Watched January 21, 2012

Extremely Loud and Incredibly Close (2011): 3.7/5
This review contains a few spoilers of minor elements of the film.
Also, keep in mind that I have not read the book!

Let’s start with the positives: Newcomer Thomas Horn as Oskar, Max von Sydow as The Renter and John Goodman in the very small role of Stan the Doorman give stellar performances.

The cinematography is beautiful, and there is an interesting use of tilt-shift throughout the film. It also takes a very widely impacting event, 9/11, and turns the focus from the typical “Where were YOU when it happened?” to one boy’s painful experience. We often focus on our own relationship to the tragic events that September, so I found it quite startling to see such a personal portrayal of the events.

There were problems with this film. Tom Hanks is likable, but does not stand out. Sandra Bullock also gives a lukewarm performance in what could have been a very emotionally charged role, as the wife of a man who passed away as a result of the tragedy.

The scenes showing 9/11 aren’t very realistic, which seems to be a common complaint with the film. Based on the footage I’ve seen from New York, blue sky could not be seen that day — everything was ash. But blue sky is abundant in this film. I can see why they might try to downplay these scenes. Those events are still a sensitive subject to many people, and the filmmakers were probably trying to convey them in a tasteful and respectful way. But why try to downplay the destruction and chaos, while also including images of Tom Hanks falling from a building? Those images seemed to stir up many more  negative reactions from the audience than an accurate portrayal of what it was like on the ground would have.

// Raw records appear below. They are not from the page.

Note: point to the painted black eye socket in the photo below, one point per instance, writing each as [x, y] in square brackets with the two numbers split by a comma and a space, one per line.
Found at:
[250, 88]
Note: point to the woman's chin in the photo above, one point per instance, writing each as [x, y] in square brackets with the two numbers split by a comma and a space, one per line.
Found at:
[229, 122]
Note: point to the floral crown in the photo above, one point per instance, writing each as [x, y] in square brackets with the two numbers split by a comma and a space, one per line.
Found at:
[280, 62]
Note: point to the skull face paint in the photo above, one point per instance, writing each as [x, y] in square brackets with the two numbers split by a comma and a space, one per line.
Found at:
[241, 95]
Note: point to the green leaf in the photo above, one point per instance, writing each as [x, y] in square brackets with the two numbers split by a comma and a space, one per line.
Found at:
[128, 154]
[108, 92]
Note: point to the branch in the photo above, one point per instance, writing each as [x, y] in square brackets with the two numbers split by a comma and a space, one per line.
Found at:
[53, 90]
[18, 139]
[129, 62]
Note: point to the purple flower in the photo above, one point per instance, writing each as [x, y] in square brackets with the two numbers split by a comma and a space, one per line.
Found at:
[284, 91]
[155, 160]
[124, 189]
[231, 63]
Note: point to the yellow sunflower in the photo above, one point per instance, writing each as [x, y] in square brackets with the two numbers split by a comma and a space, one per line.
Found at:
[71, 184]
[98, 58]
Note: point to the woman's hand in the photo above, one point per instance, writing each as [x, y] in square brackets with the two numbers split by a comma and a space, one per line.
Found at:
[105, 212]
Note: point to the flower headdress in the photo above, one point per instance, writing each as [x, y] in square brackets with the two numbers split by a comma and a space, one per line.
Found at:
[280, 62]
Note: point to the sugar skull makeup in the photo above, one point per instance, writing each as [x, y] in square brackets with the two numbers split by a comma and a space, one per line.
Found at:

Jimmy Stewart and Jean Harlow star as a workaholic secretary and her jealous boyfriend in Wife Versus Secretary (1936) (Still via

Wife Versus Secretary (1936): 5/5
This review contains no spoilers. You may read along happily! :)

Maybe my positive bias toward Myrna Loy and Clark Gable is showing here, but I absolutely loved this film. Gable’s delivery in this film is perfectly on-point and very funny. There is a great bunch of witty banter between Gable and Loy’s characters, and they pull it off in such a way that it is believable. They’re just such a fun pair to watch.

This isn’t just your typical romantic comedy, either — it takes your emotions on a roller-coaster. This may have been unintentional on part of the filmmakers, but in the beginning of the film I saw more chemistry between Gable and Jean Harlow (the secretary) than Gable and Loy  (the wife). By the end of the film, however, my sympathy for Loy’s plight had grown and I desperately wanted things to work out between herself and her husband!

These compelling lead performances topped off by a fantastic supporting cast (which includes a young Jimmy Stewart, in his third full-length feature) and slight twists in the plot make for a dramatic, comedic, and completely enjoyable film.